WHOIS has been quietly dying for a decade, and most teams only noticed in the last eighteen months.

If you ran a domain-intelligence pipeline between 2015 and 2022, the story went like this. You shelled out to the whois binary, or hit a free public wrapper, or paid WhoisXML API $0.00099 per lookup. You wrote a parser full of regex special cases for Verisign vs. Afilias vs. Nominet vs. DENIC, caught the edge cases where .jp returned Shift-JIS, normalized the date formats, and shipped. It worked, barely.

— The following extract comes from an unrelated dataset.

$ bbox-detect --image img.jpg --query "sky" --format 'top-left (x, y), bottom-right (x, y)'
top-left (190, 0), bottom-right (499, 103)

Then two things happened at once. ICANN's RDAP mandate became compliance-enforced in August 2024, which broke the WHOIS TCP/43 endpoints for every gTLD registrar still pointing at them. And WhoisXML, along with most of its competitors, gated their free tiers into oblivion through 2024 and 2025 — first dropping the public 1,000-request-per-month plan, then requiring credit cards for evaluation, then pushing minimums into the low-four-figure range for any serious volume.

If your pipeline still calls whois example.com and greps the output, it is failing silently on somewhere between 30% and 60% of lookups right now. You haven't been paged because the failures are partial, the formats look superficially correct, and downstream consumers treat a missing expiration_date as "probably still valid."